National Media Quote McGuireWoods’ Peter Geovanes on Generative AI in Law Firms

October 19, 2023

Thomson Reuters and Legaltech News quoted Peter Geovanes, McGuireWoods’ chief innovation and AI officer, in recent news stories on the benefits and costs of integrating generative artificial intelligence in the legal profession.

Geovanes was a panelist at Thomson Reuters’ Generative AI & Emerging Technology Forum, which explored how the professional services sector can leverage the latest advancements in generative AI. Geovanes called generative AI a “mad scientist” that can supercharge the practice and business of law, according to Thomson Reuters’ Oct. 16, 2023, story.

In the practice of law, generative AI could be used to upload an opposing party’s motions to find inconsistencies in statements or quickly summarize transcripts, Geovanes said. On the business side, generative AI could sift through public news reports and data to predict emerging litigation trends, he added. But in both cases, he noted, human input is needed to point AI toward a specific outcome and deliver results for a firm and clients.

“I think that changes the whole dynamic of the law firm and the ability to provide value to those clients and prospects,” Geovanes said.

Legaltech News, an American Lawyer Media publication, quoted Geovanes in an Oct. 12, 2023, story about the cost of integrating generative AI in law firms.
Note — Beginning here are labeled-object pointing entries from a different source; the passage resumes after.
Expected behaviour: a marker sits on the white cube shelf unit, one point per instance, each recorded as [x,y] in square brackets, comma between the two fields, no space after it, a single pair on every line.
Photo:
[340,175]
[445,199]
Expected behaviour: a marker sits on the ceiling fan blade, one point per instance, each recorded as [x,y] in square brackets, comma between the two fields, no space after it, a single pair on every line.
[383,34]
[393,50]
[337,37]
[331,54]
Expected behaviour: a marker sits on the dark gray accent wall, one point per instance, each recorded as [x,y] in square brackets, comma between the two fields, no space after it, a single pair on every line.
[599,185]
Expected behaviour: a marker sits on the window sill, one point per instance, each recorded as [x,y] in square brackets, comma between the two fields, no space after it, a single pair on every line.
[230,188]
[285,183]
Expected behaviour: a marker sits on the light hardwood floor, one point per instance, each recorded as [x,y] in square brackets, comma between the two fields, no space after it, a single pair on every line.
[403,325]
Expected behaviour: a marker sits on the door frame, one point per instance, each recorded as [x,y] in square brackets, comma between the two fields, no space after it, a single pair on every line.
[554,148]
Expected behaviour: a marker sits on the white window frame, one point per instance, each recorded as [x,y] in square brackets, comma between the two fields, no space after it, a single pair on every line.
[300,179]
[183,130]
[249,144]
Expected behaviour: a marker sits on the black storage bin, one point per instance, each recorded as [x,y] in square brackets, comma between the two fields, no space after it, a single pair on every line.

The cost will depend on firms’ use cases for the technology, the article noted. Models such as OpenAI’s GPT-4 tie their costs to the use of “tokens,” or pieces of words. The cost covers input token usage — the text uploaded into a language model — and output token usage — the generated response from the model.
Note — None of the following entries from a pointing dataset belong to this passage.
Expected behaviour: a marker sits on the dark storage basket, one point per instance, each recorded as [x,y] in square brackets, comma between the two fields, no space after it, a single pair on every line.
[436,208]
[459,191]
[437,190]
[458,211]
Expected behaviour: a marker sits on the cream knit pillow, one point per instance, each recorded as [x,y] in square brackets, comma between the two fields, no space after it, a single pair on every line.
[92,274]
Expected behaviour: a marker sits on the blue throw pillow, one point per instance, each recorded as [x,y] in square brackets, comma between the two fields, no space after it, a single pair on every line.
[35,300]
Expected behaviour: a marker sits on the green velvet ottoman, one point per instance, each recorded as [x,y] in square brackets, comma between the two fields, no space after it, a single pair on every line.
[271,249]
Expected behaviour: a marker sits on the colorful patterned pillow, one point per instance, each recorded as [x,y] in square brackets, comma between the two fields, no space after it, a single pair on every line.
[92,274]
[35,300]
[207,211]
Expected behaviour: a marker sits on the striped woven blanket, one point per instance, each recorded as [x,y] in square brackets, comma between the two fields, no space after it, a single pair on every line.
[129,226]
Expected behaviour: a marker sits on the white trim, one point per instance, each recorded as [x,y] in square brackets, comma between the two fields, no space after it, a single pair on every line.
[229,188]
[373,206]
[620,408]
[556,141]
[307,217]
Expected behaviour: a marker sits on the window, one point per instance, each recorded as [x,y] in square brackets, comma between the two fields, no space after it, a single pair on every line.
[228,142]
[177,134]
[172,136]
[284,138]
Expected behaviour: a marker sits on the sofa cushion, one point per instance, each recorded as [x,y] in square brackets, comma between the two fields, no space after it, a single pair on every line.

Many large language model application programming interface (API) providers “have pricing structures that consider both input and output token usage, so it’s essential to be aware of the token limits and pricing details provided by the specific service you are using,” Geovanes told Legaltech News.

McGuireWoods recently announced that it will utilize CoCounsel, a first-of-its-kind AI legal assistant developed by Casetext and powered by OpenAI’s latest and most advanced large language model, GPT-4.